Through it all, third-year Coach Tyrone Willingham has kept his players positive despite a growing concern about the direction of the program.
“He’s remained totally consistent since Day 1,” senior Billy Palmer said of Willingham, who has a 13-14 record at Notre Dame since an 8-0 start.
“His game plan is simple and that’s win on and off the field. I’ve been amazed with his consistency and his persistence and his beliefs and his methods in doing things.”
But early this week, even Willingham hinted that he might have underestimated the pressure that goes with coaching the Irish.
“As a head coach at Stanford, the transition to Notre Dame has been highlighted by the word ‘more,’ ” said Willingham, whose team probably is headed to the Insight Bowl in Phoenix after failing to qualify for any bowl last season. “Everything is larger, everything is greater. There’s a much greater following, a much greater sense of urgency surrounding the program.”
Notre Dame’s biggest problem is that its history and tradition don’t mean much to today’s generation of young athletes, who consider the 1980s old school.
Junior tight end Anthony Fasano has noticed a change only in the way the Irish have been perceived since they finished 10-3 in Willingham’s first season in 2002.

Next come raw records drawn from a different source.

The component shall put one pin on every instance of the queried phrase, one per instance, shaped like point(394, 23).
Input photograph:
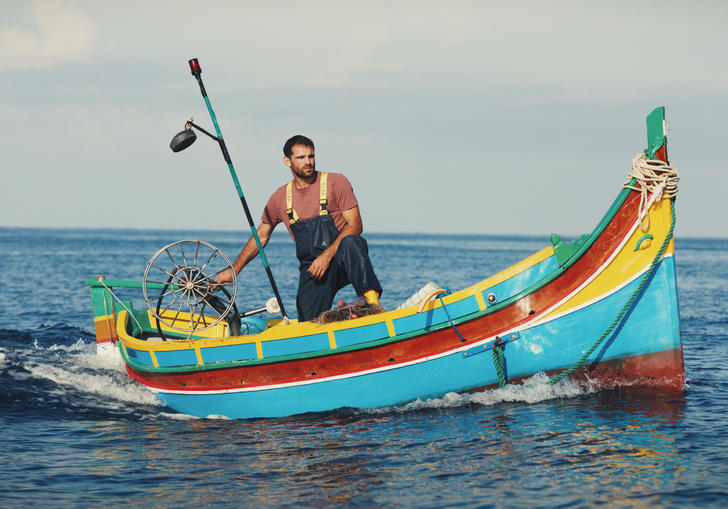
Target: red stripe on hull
point(433, 343)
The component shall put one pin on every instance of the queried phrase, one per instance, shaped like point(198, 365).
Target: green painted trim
point(642, 238)
point(655, 131)
point(621, 197)
point(565, 250)
point(120, 283)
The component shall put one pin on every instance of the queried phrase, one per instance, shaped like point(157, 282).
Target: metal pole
point(197, 73)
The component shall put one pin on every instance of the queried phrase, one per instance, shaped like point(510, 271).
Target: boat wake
point(535, 389)
point(64, 376)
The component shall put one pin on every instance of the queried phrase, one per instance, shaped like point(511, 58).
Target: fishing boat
point(601, 309)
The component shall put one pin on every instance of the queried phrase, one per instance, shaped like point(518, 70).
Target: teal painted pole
point(197, 73)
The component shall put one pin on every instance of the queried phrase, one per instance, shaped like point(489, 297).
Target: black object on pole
point(183, 140)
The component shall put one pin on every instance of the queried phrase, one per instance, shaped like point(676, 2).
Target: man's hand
point(320, 265)
point(224, 277)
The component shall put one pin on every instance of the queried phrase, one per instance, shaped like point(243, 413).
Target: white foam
point(534, 390)
point(77, 366)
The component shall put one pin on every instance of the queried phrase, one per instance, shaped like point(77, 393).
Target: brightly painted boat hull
point(550, 312)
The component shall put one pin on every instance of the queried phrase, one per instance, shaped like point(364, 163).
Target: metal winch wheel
point(179, 286)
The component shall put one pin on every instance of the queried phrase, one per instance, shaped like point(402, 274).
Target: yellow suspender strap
point(322, 196)
point(292, 215)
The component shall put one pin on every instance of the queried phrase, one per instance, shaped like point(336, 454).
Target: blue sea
point(75, 430)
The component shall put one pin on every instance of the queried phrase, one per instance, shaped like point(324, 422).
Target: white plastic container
point(419, 295)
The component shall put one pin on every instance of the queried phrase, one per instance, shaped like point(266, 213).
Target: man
point(321, 213)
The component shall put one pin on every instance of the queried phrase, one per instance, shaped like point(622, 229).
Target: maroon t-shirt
point(339, 196)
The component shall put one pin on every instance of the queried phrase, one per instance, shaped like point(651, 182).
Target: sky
point(447, 117)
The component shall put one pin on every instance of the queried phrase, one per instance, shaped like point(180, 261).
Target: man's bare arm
point(353, 227)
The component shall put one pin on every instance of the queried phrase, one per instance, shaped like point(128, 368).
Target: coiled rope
point(652, 176)
point(655, 177)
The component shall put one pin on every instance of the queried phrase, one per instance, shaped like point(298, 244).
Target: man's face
point(302, 161)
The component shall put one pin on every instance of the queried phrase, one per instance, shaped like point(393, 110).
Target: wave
point(535, 389)
point(53, 378)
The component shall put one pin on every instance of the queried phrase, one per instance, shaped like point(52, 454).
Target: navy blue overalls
point(351, 263)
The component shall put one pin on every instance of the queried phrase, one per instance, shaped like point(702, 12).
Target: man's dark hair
point(296, 140)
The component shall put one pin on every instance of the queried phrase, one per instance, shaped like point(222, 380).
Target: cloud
point(45, 34)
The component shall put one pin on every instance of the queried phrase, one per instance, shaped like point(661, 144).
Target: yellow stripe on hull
point(628, 262)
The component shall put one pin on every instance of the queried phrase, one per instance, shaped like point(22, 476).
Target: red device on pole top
point(195, 67)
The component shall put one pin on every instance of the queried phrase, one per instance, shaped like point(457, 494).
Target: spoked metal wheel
point(178, 286)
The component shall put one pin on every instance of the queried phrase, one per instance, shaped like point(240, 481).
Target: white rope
point(653, 177)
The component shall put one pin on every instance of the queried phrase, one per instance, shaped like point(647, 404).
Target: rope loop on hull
point(654, 177)
point(628, 305)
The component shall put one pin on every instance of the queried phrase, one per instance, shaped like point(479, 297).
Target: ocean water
point(75, 430)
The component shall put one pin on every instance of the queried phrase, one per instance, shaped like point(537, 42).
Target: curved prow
point(657, 135)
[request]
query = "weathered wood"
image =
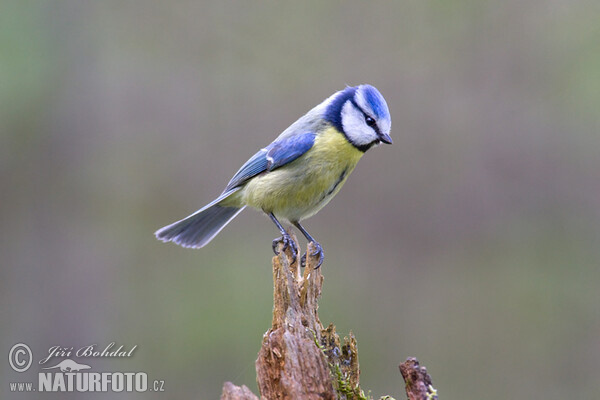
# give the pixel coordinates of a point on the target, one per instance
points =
(299, 359)
(232, 392)
(290, 364)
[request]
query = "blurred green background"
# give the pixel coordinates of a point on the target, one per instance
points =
(472, 243)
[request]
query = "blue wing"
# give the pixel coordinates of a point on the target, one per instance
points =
(282, 151)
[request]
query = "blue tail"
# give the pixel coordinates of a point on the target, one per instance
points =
(201, 227)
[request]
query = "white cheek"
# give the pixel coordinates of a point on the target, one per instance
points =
(353, 122)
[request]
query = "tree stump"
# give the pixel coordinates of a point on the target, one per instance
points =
(299, 358)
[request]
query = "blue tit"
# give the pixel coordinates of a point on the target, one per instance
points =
(298, 173)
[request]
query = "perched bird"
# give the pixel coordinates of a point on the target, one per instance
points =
(298, 173)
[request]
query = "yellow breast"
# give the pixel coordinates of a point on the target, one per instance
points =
(302, 187)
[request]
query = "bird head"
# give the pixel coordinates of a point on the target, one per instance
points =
(361, 114)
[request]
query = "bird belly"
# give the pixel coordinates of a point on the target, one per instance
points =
(304, 186)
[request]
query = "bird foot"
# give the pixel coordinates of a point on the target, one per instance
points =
(318, 252)
(288, 242)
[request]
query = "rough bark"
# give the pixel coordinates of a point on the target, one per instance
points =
(299, 358)
(418, 381)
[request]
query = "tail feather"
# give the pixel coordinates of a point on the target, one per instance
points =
(199, 228)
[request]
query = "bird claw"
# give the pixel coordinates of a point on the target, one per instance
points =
(287, 242)
(317, 252)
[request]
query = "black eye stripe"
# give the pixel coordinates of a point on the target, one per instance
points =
(368, 118)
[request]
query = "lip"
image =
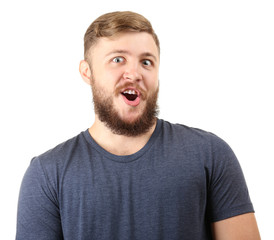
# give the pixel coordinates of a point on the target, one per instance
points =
(132, 88)
(134, 103)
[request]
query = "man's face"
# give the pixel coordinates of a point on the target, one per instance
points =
(125, 82)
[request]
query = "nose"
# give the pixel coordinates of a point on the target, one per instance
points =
(132, 73)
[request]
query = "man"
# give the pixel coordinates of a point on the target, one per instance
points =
(132, 175)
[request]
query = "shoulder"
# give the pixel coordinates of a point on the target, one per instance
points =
(192, 135)
(60, 154)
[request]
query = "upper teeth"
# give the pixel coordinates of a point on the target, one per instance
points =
(130, 92)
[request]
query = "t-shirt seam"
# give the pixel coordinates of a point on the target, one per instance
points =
(222, 214)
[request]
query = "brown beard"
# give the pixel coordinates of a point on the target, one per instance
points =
(107, 114)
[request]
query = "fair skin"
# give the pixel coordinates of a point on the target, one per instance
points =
(134, 58)
(115, 62)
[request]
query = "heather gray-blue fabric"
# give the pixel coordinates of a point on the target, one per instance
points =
(182, 180)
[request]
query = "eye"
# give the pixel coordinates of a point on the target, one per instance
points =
(118, 59)
(147, 62)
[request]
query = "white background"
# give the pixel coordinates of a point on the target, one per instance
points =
(217, 69)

“There are some things that we’ve struggled with, in small details,” he said. “But around the country, we’ve got a lack of respect in the eyes of other teams ... the way people talk about us.”
Said Palmer, “Any time you’re coming off a season like the one we had last year, people are going to gain confidence when they face you. But that’s not just necessarily Notre Dame, it can be any college program. Whenever you’re not consistent and putting wins together, teams tend to lose a little respect for you.”
Beating USC would go a long way in generating respect for Notre Dame, which has been outscored by the Trojans in the last two meetings, 89-27.
“It gives us another step up in that process of having the confidence and having the success against the best in the country,” Willingham said.
“This is an awful important game as we try to build and take the right steps in our program, but also because of the tradition and history of this game.”
Notre Dame has played well in big games. The Irish handed Michigan its first defeat, scoring 21 points in the fourth quarter of a 28-20 victory. They also defeated Tennessee on the road with a strong second-half effort.
But against USC, the Irish will have their hands full trying to slow quarterback Matt Leinart and the Trojans’ passing offense. Three quarterbacks have passed for more than 300 yards against the Irish. One of them, Purdue’s Kyle Orton, threw for 385 yards.
To help the defense, the Irish plan to control the ball with a balanced attack, directed by sophomore quarterback Brady Quinn.
Quinn has had his moments, one game producing a Notre Dame Stadium-record 432 yards passing against Purdue. But in his career, the Irish are 0-7 when Quinn throws 34 or more passes and 10-2 when he throws fewer.
“You try to get long drives,” Quinn said about playing USC. “Move the ball and have the ball for a long time, keep the ball out of their hands by not turning it over and just keeping time of possession in our favor.”
Quinn ranks 45th in the country with a pass efficiency rating of 128 and has 14 touchdown passes and nine interceptions.
“My thing is that we’ve been inconsistent,” Willingham said about Notre Dame’s offense. “In some areas we’ve improved. We’re probably a little more in passing yardage this year than we were last year, but at the same time we’ve dropped off a little bit in our run production. So we’re trying to see if we can maximize all of those so that we can be a much more consistent, a much more productive offense.”
Not too many believe that the Irish will be able to get it done against the Trojans, which does not sit well with some Notre Dame players.
“It bugs you a little bit [to be underdogs] but it is not something that is going to stop us,” linebacker Dan Goolsby said. “We are still going to play our game and be ready for whatever challenges USC throws at us.”